Het is dan dat Jesaja klaar is om God te dienen (6:8)

Petrus en Jezus (Lukas 5:1-11)

De vissers hadden heel de nacht gewerkt zonder iets te vangen, ze waren hun netten aan het spoelen (5:2).
Jezus ging in Simons boot en vroeg hem om niet ver van de oever te gaan. Hij leerde de schare vanuit het schip (5:3)
Toen Hij gedaan had met spreken zei Hij tegen Simon “
Ga naar diep water en zet uw netten uit om te vissen” 5:4.
Simon zei “
Meester, de gehele nacht door hebben wij hard gewerkt en niets gevangen, maar op uw woord zal ik de netten uitzetten” 5:5.
Petrus’ ervaring en kennis zeiden dat het niet verstandig was om na een hele nacht vruchteloos te hebben gewerkt, nu nog eens te gaan proberen.
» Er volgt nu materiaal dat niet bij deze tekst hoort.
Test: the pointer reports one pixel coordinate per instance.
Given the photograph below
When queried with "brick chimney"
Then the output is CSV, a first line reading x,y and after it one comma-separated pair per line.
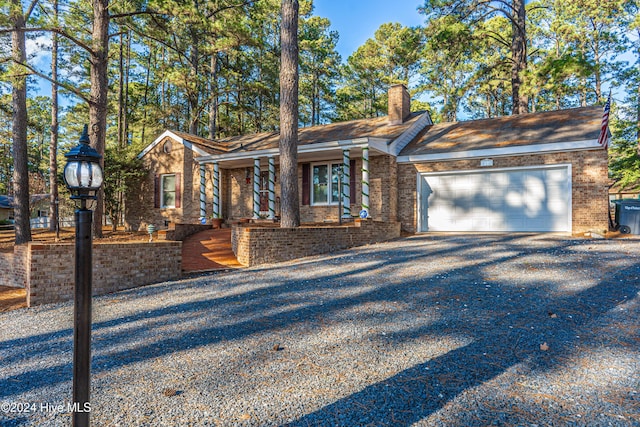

Zijn geloof in Jezus’ Woord was niet groot, maar hij had een geest van gehoorzaamheid.
Stel voor, een timmerman (Markus 6:3) die tegen een visser zegt hoe hij zijn werk moet doen?
Wat zou er in Simons hoofd zijn omgegaan?

En toen zij gehoor hadden gegeven aan Jezus’ Woord haalden zij een grote menigte vissen binnen en hun netten dreigden te scheuren (5:6). Zij vulden beide schepen tot zinkens toe (5:7).

Toen Simon Petrus dit zag, viel hij neder aan de knieen van Jezus en zeide: Ga uit van mij, want ik ben een zondig mens, Here. Want verbazing had hem en allen, die bij hem waren, aangegrepen over de vangst der vissen, welke zij gevangen hadden; evenzo ook Jakobus en Johannes, de zonen van Zebedeus, die metgezellen van Simon waren. En Jezus zeide tot Simon: Wees niet bevreesd, van nu aan zult gij mensen vangen” 5:8-11.

Petrus’ werd beschaamd en bevreesd wanneer Hij geconfronteerd werd met de Heilige Israels. Het deed hem beseffen dat hij een zondig mens was en het niet waard was om in Jezus’ nabijheid te zijn. Dit besef deed hem Jezus aanbidden en maakte dat Hij Jezus volgde waarheen Hij hem zou leiden!


Conclusie

Pas wanneer een mens beseft hoe zondig hij is tegenover de Heilig God kan hij vergeven worden van zijn zonden en bruikbaar worden in Zijn dienst. Omdat God rechtvaardig is, moeten onze zonden worden bestraft, maar omdat God ook liefde is, heeft Hij voorzien in een zoenmiddel. Hij heeft Jezus gezonden om de straf van onze zonden te dragen. Romeinen 3:21-26.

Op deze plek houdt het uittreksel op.